How IT Executives Can Help Speed Up Financial Reporting
When it comes to closing the books, the benefits of speed are undeniable. And CIOs are uniquely positioned to help their organizations reap them.
MANAGING SMARTER
Accenture wasn’t just looking for cost reductions. When it converted from a private partnership to a publicly held company in 2001, “we were publishing our reports 40 days after closing, and the deadline then was 45 days,” recalls Coughlan. “That didn’t look as good as we wanted.”
A big reason reporting took so long was that Accenture’s decentralized organization—designed for a partnership—didn’t support the visibility that investors and regulators demanded and that senior executives could use to be more nimble. “You end up with different versions of the truth.
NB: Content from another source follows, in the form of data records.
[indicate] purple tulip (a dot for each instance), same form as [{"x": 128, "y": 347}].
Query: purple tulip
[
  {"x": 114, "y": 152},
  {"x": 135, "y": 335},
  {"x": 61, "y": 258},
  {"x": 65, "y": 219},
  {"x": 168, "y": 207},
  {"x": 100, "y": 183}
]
With different systems, you get timing differences that make it hard to cross-check your financial data,” says Modruson. That slowed both the close and reporting processes and risked incomplete, conflicting information that could hobble the company.
Coughlan, Modruson and management reporting chief David Rowland tackled the problem on two fronts over a three-year effort that ended in September 2004. (“We had to join at the hip,” recalls Modruson.) The first front was to rework a series of sequential processes into a single one, thereby reducing touchpoints. The second was to consolidate various financial systems into a single instance of SAP’s ERP system, converting 450 systems into one ERP implementation. In addition to reducing expenses, these efforts lowered the reporting time from 40 to 22 days, letting Accenture’s financial staff go on vacation for Christmas 2006—a first, Coughlan notes. United Technologies Corp. (UTC), a $48 billion diversified manufacturer, also gained a quality-of-life ROI from its financial integration efforts, notes CIO John Doucette. “People no longer work until 2 a.m. to meet reporting deadlines,” Doucette says. “They go home on time.”
But the critical business advantage UTC reaped from its faster close is actionable insight. “It’s about getting information quickly, to be able to act on it,” says Greg Hayes, UTC’s VP for accounting and finance. For example, in fall 2006, he noted a drop-off in air conditioning orders just as external data showed a decline in new-home construction across the United States. Armed with current sales shifts, UTC adjusted its orders so it wouldn’t get stuck with inventory, and it adjusted factory schedules so it wouldn’t produce as many air conditioners. “Knowing only the general trend wouldn’t have shown us the specific implications for our business,” says Hayes.
To achieve that degree of agility, UTC consolidated 250 instances of Hyperion financial reporting tools into one instance of Hyperion Financial Management (HFM) across its six subsidiaries, such as helicopter maker Sikorsky, aircraft engine maker Pratt & Whitney and air conditioning maker Carrier. By having a common reporting and analysis tool into which all subsidiaries feed consistent financial data, the company has achieved a five-day close, down from eight.